Angular momentum and torque

In my most recent post I presented Newton's second law in polar coordinates, \begin{align} \vec F &= m\cdot\left(\left(\ddot r - r\dot \theta^2\right) \hat r + \left(2\dot r\dot \theta + r\ddot\theta\right)\hat\theta\right)\,, \end{align} and used this to show the angular momentum $\vec L= \vec r\times\vec p = m r^2 \dot\theta\hat z$ is conserved for a particle acted on by radial forces.

I neglected to include another immediate and very important result of this, namely the relation between torque and angular momentum. The aim of this post is to correct this omission.

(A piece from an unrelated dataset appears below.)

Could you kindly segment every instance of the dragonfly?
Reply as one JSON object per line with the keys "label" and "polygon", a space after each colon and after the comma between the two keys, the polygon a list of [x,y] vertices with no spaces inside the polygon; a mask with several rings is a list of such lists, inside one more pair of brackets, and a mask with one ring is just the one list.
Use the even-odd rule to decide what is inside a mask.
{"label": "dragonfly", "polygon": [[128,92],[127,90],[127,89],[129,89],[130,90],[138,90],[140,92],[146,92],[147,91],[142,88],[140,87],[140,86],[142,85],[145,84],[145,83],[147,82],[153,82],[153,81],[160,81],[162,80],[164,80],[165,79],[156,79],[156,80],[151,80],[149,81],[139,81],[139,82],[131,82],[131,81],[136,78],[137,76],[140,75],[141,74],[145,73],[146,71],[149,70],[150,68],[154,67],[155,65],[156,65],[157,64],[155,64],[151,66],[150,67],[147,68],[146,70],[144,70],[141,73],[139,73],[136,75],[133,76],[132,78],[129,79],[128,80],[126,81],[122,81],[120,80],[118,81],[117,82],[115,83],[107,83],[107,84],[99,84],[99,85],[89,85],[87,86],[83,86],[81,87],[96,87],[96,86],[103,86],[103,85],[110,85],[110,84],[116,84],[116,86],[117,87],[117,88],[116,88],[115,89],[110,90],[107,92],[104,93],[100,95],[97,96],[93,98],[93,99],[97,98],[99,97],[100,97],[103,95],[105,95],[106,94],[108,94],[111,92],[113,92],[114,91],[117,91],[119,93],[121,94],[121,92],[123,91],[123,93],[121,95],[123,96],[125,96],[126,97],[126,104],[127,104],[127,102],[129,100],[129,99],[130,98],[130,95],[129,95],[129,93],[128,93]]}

Any force can be cast as $\vec F = F_r\hat r + F_{\theta}\hat\theta$; the tangential term $F_{\theta}$ vanishes for a purely radial force. The tangential term enters the cross product defining the torque $\vec \tau$, \begin{align} \vec \tau &= \vec r\times\vec F = mr\left(2\dot r\dot \theta + r\ddot\theta\right) \hat z\,. \end{align}

This is seen to be the time derivative of angular momentum, \begin{align} \frac{\mathrm d \vec L}{\mathrm d t} &= m\left(2 r \dot r \dot \theta + r^2 \ddot\theta\right)\hat z = \vec\tau\,, \end{align} and we have thus shown that torque $\vec \tau$ is the rate of change of angular momentum $\vec L$: \begin{align} \vec \tau = \frac{\mathrm d \vec L}{\mathrm d t}\,. \end{align}